GLMI looks at unemployment levels, job vacancies, wages and other market conditions, in the US and 18 European countries

Labour conditions in the UK are accelerating at a faster rate than in many other European countries, according to the US-based consultancy, Glassdoor Economic Research.

Developed in conunction with Llewellyn Consulting, the Glassdoor Labour Market Index (GLMI) looks at unemployment levels, job vacancies, wages and other market conditions, in the United States and 18 European countries.

The findings provide reliable information for employers deciding where to invest and hire and for job seekers looking for information on the countries with the best opportunities for employment.

In order to evaluate labour markets across all the countries surveyed, the index looks at country-specific data from the last nine years, and compares that data with each country’s historical figures. This research highlights which countries have performed well and which have slowed down. The index reveals that conditions are improving across the European Union as a whole, though there is considerable diversity among individual nations.

The GLMI indicates that the strongest improvements are in with Greece, Spain and Portugal. They were hit particularly hard by the financial crisis, so although they are improving, they have a long way to go before their economies replicate the more favourable labour markets conditions of Switzerland and the Scandinavian countries.

Strong growth in UK labour markets

The index reveals that growth in the labour markets of Norway and Switzerland remains well below the historic averages for these countries. In the UK, growth is fairly strong, and improvements in the labour market are happening at a faster rate than in the past. In the UK, as in Norway and Switzerland, growth is not so obvious, because the underlying economies of these countries were already performing well.

The variation between market conditions in Europe highlights a strong north/south divide, with Switzerland, Norway, the UK and Denmark performing well, and Italy, Greece and Spain all showing poor labour markets currently.
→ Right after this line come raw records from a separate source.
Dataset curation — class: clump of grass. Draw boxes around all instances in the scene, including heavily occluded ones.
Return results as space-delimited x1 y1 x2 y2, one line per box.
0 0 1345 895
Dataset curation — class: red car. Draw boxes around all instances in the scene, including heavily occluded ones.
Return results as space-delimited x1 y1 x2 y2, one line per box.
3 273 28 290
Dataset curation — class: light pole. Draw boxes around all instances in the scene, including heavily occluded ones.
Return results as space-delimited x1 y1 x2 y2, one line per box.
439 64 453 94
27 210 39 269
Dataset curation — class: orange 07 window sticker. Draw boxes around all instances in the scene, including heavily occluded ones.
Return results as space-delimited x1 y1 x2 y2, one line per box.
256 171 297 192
However, if the growth in Greece, Spain and Portugal continues to grow at the rate the index indicates, these countries could eventually match those of the stronger economies.

That assumes that growth continues as it is today and doesn’t take into account the uncertainty of Britain leaving the European Union and what might happen following the elections in Germany and France next year.

Meanwhile, job seekers in southern Europe still find it difficult to find employment and good wages, while a job seeker in the UK can expect to experience continued solid growth and a strong economy.